The MODECLUS Procedure

Example 64.5 Using the TRACE Option When METHOD=6

To illustrate how the TRACE option can help you to understand the clustering process when METHOD=6 is specified, the following data set is created with 12 observations:

data test;
   input x @@;
   datalines;
1 2 3 4 5 7.5 9 11.5 13 14.5 15 16
;

The first five observations seem to be close to each other, and the last five observations seem to be close to each other. Observation 6 is separated from the first five observations with a (Euclidean) distance of 2.5, and the same distance separates observation 7 from the last five observations. Observations 6 and 7 differ by 1.5.

Suppose METHOD=6 with a radius of 2.5 is chosen for the cluster analysis. You can specify the TRACE option to understand how each observation is assigned.
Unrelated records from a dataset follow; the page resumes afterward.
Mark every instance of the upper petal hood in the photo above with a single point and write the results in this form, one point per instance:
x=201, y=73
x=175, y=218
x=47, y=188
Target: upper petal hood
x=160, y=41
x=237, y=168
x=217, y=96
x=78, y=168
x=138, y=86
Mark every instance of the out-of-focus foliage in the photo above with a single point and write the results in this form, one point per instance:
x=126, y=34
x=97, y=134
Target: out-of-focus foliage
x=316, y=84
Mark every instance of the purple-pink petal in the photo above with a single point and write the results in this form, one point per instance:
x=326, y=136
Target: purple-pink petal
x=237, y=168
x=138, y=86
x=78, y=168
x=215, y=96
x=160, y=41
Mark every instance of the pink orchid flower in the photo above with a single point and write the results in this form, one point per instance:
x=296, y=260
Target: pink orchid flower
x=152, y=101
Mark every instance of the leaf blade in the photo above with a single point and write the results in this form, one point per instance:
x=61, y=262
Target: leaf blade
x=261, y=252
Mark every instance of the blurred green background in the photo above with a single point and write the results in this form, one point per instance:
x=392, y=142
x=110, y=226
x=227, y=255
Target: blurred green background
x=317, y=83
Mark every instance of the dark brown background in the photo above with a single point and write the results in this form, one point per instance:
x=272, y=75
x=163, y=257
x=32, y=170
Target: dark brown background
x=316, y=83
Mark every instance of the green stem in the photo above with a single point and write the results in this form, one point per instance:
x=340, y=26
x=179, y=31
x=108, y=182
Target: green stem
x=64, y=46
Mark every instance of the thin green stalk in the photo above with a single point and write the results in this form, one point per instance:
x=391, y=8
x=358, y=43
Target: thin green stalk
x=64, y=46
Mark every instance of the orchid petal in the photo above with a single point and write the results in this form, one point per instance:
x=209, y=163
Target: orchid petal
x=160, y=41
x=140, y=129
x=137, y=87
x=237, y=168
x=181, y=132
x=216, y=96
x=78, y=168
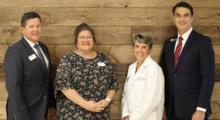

The following statements produce Output 64.5.1 and Output 64.5.2:

/*-- METHOD=6 with TRACE and THRESHOLD=0.5 (default) --*/
title 'METHOD=6 with TRACE and THRESHOLD=0.5 (default)';

proc modeclus data=test method=6 r=2.5 trace short out=out;
   var x;
run;

title2 'Plot of DENSITY*X=CLUSTER';

proc sgplot data=out;
   scatter y=density x=x / group=cluster datalabel=_obs_;
run;

Output 64.5.1: Partial Output of METHOD=6 with TRACE and Default THRESHOLD=

METHOD=6 with TRACE and THRESHOLD=0.5 (default)

The MODECLUS Procedure
R=2.5 METHOD=6

Trace of Clustering Algorithm
Obs Density Cluster Ratio
Old New
3 0.0833333 -1 1 M
2 0.0666667 0 1 N
4 0.0666667 0 1 N
1 0.0500000 0 1 N
5 0.0666667 0 1 N
6 0.0500000 0 1 0.571
7 0.0500000 -1 1 0.500
9 0.0666667 -1 2 M
8 0.0500000 0 2 N
11 0.0666667 -1 2 S
12 0.0500000 0 2 N
10 0.0666667 -1 2 S

METHOD=6 with TRACE and THRESHOLD=0.5 (default)

The MODECLUS Procedure

Cluster Summary
R Number of
Clusters
Frequency of
Unclassified
Objects
2.5 2 0


Output 64.5.2: Density Plot


Note that in Output 64.5.1, observation 7 is originally a seed (indicated by a value of –1 in the Old column) and then assigned to cluster 1. This is because the ratio of observation 7 to cluster 1 is 0.5 and is not less than the default value of the THRESHOLD= option (0.5).

If the value of the THRESHOLD= option is increased to 0.55, observation 7 should be excluded from cluster 1 and the cluster membership of observation 7 is changed.

The following statements produce Output 64.5.3 and Output 64.5.4:

/*-- METHOD=6 with TRACE and THRESHOLD=0.55 --*/
title 'METHOD=6 with TRACE and THRESHOLD=0.55';

proc modeclus data=test method=6 r=2.5 trace threshold=0.55 short out=out;
   var x;
run;

title2 'Plot of DENSITY*X=CLUSTER with TRACE and THRESHOLD=0.55';

proc sgplot data=out;
   scatter y=density x=x / group=cluster datalabel=_obs_;
run;

Output 64.5.3: Partial Output of METHOD=6 with TRACE and THRESHOLD=.55

METHOD=6 with TRACE and THRESHOLD=0.55

The MODECLUS Procedure
R=2.5 METHOD=6

Trace of Clustering Algorithm
Obs Density Cluster Ratio
Old New
3 0.0833333 -1 1 M
2 0.0666667 0 1 N
4 0.0666667 0 1 N
1 0.0500000 0 1 N
5 0.0666667 0 1 N
6 0.0500000 0 1 0.571
9 0.0666667 -1 2 M
8 0.0500000 0 2 N
11 0.0666667 -1 2 S
12 0.0500000 0 2 N
10 0.0666667 -1 2 S
7 0.0500000 -1 2 S

METHOD=6 with TRACE and THRESHOLD=0.55

The MODECLUS Procedure

Cluster Summary
R Number of
Clusters
Frequency of
Unclassified
Objects
2.5 2 0


Output 64.5.4: Density Plot


In Output 64.5.3, observation 7 is a seed that is excluded by cluster 1 because its ratio to cluster 1 is less than 0.55. Being a neighbor of a member (observation 8) of cluster 2, observation 7 eventually joins cluster 2 even though it remains a SEED. (See Step 2.2 in the section METHOD=6.)